Penelitian lain telah menduga kemungkinan ini. April lalu, Batte Korber dari Los Alamos National Laboratory, dan rekan-rekannya mempbulikasikan keprihatinan mereka, juga tentang BioRxiv, dan menyebut mutasi D614G sebagai keprihatinan mendesak.
Menurut Korber, sejauh ini mutasi D614G adalah strain paling umum yang menyebar di Eropa dan AS.
Strain Dominan
Korber dan rekannya menulis D614G menjadi strain dominan yang menyebar di Eropa awal Februari. Ketika memasuki daerah baru, strain dengan cepat menjadi dominan.

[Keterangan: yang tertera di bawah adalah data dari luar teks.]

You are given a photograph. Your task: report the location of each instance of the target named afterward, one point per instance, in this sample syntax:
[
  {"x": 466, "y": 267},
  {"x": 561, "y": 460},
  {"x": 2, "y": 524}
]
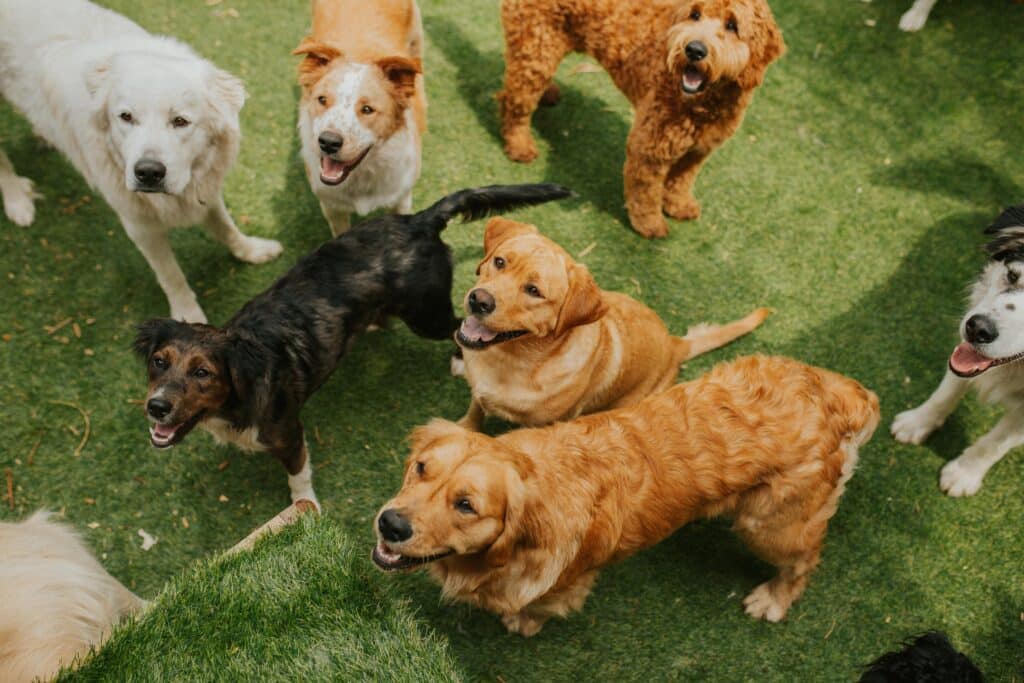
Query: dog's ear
[
  {"x": 318, "y": 55},
  {"x": 584, "y": 301},
  {"x": 401, "y": 73},
  {"x": 153, "y": 334}
]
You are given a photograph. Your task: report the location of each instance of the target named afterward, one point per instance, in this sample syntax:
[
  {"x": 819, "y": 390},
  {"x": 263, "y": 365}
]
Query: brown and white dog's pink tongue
[
  {"x": 967, "y": 360},
  {"x": 475, "y": 331}
]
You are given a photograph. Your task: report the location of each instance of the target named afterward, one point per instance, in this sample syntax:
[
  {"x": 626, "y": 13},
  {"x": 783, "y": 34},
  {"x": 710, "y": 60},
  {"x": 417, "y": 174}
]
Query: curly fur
[{"x": 642, "y": 45}]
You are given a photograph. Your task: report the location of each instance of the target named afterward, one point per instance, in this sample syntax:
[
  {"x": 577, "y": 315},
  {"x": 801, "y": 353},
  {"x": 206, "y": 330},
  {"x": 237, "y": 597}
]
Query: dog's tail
[
  {"x": 704, "y": 337},
  {"x": 479, "y": 203}
]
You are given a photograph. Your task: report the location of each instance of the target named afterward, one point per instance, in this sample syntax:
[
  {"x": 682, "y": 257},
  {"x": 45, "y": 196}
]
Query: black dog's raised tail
[{"x": 479, "y": 203}]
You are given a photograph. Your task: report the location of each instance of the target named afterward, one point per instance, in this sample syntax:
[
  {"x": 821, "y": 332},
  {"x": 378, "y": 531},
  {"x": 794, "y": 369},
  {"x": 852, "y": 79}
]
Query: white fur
[
  {"x": 73, "y": 69},
  {"x": 57, "y": 602},
  {"x": 992, "y": 296},
  {"x": 915, "y": 17},
  {"x": 384, "y": 179}
]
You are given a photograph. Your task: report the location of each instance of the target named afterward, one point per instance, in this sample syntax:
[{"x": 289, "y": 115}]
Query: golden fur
[
  {"x": 642, "y": 45},
  {"x": 586, "y": 349},
  {"x": 768, "y": 441}
]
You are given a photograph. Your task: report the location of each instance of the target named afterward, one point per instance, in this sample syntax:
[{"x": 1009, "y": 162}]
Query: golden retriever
[
  {"x": 520, "y": 524},
  {"x": 542, "y": 343}
]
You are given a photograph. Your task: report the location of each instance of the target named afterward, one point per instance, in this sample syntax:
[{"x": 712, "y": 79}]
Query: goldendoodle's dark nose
[
  {"x": 150, "y": 172},
  {"x": 158, "y": 408},
  {"x": 695, "y": 50},
  {"x": 980, "y": 330},
  {"x": 330, "y": 142},
  {"x": 393, "y": 526},
  {"x": 480, "y": 302}
]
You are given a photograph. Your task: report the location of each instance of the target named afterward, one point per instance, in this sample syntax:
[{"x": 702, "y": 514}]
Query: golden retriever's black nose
[
  {"x": 980, "y": 330},
  {"x": 695, "y": 50},
  {"x": 158, "y": 408},
  {"x": 393, "y": 526},
  {"x": 481, "y": 302},
  {"x": 330, "y": 142},
  {"x": 150, "y": 172}
]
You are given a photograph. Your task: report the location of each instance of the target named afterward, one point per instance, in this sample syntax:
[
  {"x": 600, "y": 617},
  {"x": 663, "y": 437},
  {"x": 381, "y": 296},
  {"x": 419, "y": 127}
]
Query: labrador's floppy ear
[
  {"x": 584, "y": 302},
  {"x": 318, "y": 55}
]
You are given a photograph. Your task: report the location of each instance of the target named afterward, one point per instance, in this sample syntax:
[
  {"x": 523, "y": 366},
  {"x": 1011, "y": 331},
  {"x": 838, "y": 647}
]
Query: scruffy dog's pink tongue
[
  {"x": 473, "y": 330},
  {"x": 966, "y": 360}
]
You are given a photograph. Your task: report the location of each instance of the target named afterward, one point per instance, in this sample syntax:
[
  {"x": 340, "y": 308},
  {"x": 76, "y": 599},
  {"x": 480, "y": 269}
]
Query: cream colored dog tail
[{"x": 702, "y": 338}]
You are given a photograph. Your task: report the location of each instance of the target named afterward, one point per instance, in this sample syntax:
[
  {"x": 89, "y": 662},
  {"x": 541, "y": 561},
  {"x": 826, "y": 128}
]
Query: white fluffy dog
[
  {"x": 987, "y": 360},
  {"x": 57, "y": 601},
  {"x": 150, "y": 124}
]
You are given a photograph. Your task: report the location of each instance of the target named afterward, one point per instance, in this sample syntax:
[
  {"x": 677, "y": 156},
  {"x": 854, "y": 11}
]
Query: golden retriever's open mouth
[
  {"x": 474, "y": 334},
  {"x": 334, "y": 172},
  {"x": 164, "y": 436},
  {"x": 388, "y": 560},
  {"x": 969, "y": 361},
  {"x": 693, "y": 80}
]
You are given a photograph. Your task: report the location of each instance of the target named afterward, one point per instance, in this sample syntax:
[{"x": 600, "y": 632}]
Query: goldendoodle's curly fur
[{"x": 689, "y": 68}]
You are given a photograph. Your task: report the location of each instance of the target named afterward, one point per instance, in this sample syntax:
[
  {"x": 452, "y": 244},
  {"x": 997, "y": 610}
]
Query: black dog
[
  {"x": 247, "y": 382},
  {"x": 927, "y": 658}
]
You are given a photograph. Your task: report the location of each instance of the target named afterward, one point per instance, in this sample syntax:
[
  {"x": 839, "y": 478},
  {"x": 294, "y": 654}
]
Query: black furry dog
[
  {"x": 926, "y": 658},
  {"x": 247, "y": 382}
]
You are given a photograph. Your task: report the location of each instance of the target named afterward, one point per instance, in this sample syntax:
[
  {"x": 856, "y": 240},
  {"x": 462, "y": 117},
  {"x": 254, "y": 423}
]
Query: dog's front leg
[
  {"x": 914, "y": 426},
  {"x": 963, "y": 476},
  {"x": 243, "y": 247},
  {"x": 152, "y": 241}
]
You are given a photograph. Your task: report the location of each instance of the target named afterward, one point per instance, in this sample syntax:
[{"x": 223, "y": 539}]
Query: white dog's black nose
[
  {"x": 695, "y": 50},
  {"x": 330, "y": 142},
  {"x": 393, "y": 526},
  {"x": 150, "y": 172},
  {"x": 980, "y": 330}
]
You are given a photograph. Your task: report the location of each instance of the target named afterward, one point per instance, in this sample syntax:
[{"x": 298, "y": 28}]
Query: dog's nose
[
  {"x": 150, "y": 172},
  {"x": 980, "y": 330},
  {"x": 330, "y": 142},
  {"x": 393, "y": 526},
  {"x": 695, "y": 50},
  {"x": 158, "y": 408},
  {"x": 480, "y": 302}
]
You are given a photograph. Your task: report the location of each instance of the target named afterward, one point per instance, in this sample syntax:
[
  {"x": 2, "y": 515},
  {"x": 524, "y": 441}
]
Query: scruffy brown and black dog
[{"x": 689, "y": 68}]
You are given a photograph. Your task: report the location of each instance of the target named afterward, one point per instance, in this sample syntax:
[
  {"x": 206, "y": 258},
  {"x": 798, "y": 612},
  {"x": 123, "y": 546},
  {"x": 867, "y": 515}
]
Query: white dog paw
[
  {"x": 913, "y": 426},
  {"x": 958, "y": 479},
  {"x": 258, "y": 250},
  {"x": 17, "y": 202}
]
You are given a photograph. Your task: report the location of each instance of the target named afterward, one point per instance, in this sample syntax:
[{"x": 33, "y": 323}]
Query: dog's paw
[
  {"x": 17, "y": 202},
  {"x": 913, "y": 426},
  {"x": 258, "y": 250},
  {"x": 958, "y": 479},
  {"x": 763, "y": 603}
]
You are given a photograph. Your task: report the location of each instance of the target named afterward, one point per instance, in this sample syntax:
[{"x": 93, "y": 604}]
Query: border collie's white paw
[
  {"x": 913, "y": 426},
  {"x": 958, "y": 479}
]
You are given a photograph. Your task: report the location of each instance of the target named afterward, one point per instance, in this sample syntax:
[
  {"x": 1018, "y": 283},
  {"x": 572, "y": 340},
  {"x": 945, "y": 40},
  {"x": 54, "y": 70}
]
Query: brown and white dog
[
  {"x": 543, "y": 343},
  {"x": 520, "y": 524},
  {"x": 363, "y": 112},
  {"x": 689, "y": 68}
]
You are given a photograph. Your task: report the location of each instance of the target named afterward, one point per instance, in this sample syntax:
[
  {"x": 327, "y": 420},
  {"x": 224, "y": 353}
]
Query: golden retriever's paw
[
  {"x": 17, "y": 201},
  {"x": 682, "y": 208},
  {"x": 764, "y": 603}
]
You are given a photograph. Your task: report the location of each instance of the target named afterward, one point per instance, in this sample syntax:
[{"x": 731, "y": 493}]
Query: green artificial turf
[{"x": 851, "y": 201}]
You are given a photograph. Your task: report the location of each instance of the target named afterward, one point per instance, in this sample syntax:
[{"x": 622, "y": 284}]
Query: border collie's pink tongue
[
  {"x": 475, "y": 331},
  {"x": 968, "y": 361}
]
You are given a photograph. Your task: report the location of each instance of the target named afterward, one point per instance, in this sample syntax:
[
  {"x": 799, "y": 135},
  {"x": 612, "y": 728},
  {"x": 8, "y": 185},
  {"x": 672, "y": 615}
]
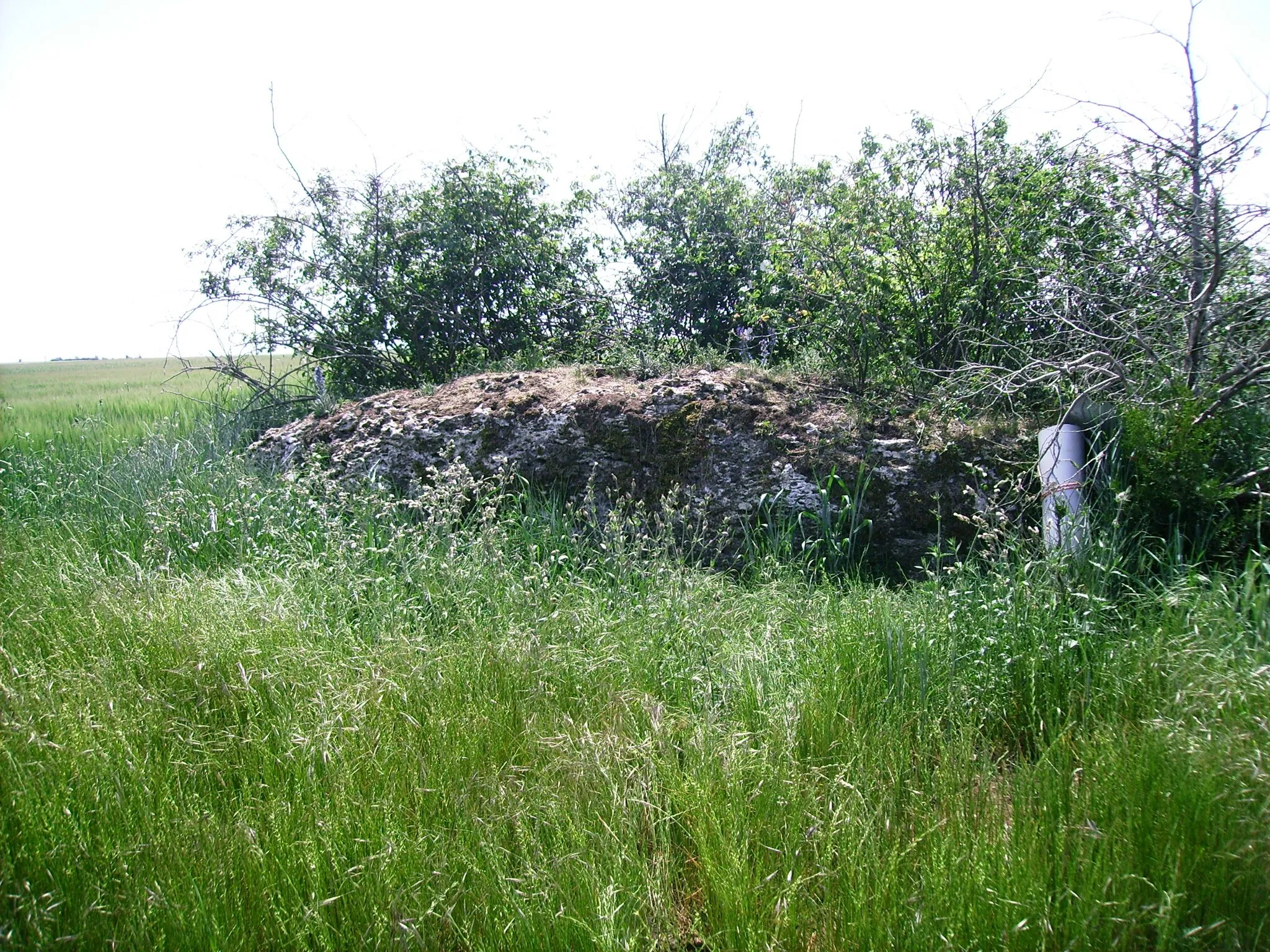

Namun, menurut Korber saat itu, perlu lebih banyak kerja untuk menunjukan bahwa bukan kecelakaan yang menyebabkan virus dengan mutasi D614G menjadi bentuk yang paling umum.
Haseltine mengatakan tim Scripps menunjukan hal ini dalam tiga percobaan terpisah.
“Mereka mengukur dalam tiga cara sangat elegan, bukan hanya satu,” katanya.
Mutasi memungkinkan virus tidak hanya menempel di sel dengan mudah, tapi masuk ke dalam sel dengan cara sangat mudah.
Ketika menginfeksi, virus membajak sel korban dan mengubahnya menjadi pabrik virus, memimpa salinan demi salinan virus.
Korber, yang memiliki analisis berbeda dalam pertimbangan untuk publikasi, mengatakan; “Senang melihat hasilnya.” Namun ia tidak berkomentar lebih jauh kepada CNN.
Peneliti lain berharap virus korona tidak akan terbukti rentan terhadap mutasi, seperti virus lain yang menggunakan RNA, bukan DNA, sebagai bahan genetik mereka. Influenza, yang terkenal karena mutasinya, adalah virus RNA.
“Itu berarti kita harus waspada terhadap perubahan konstan,” kata Haseltine.
Virus, masih menurut Haseltine, akan merespon apa pun yang kita lakukan untuk mengendalikannya. “Kita membuat obat, virus akan melawannya. Kita membuat baksin, virus akan mencoba mengatasinya,” kata Haseltine.
“Kita tinggal di rumah, virus akan mencari cara bagaimana bertahan lebih lama di udara terbuka,” lanjut Haseltine.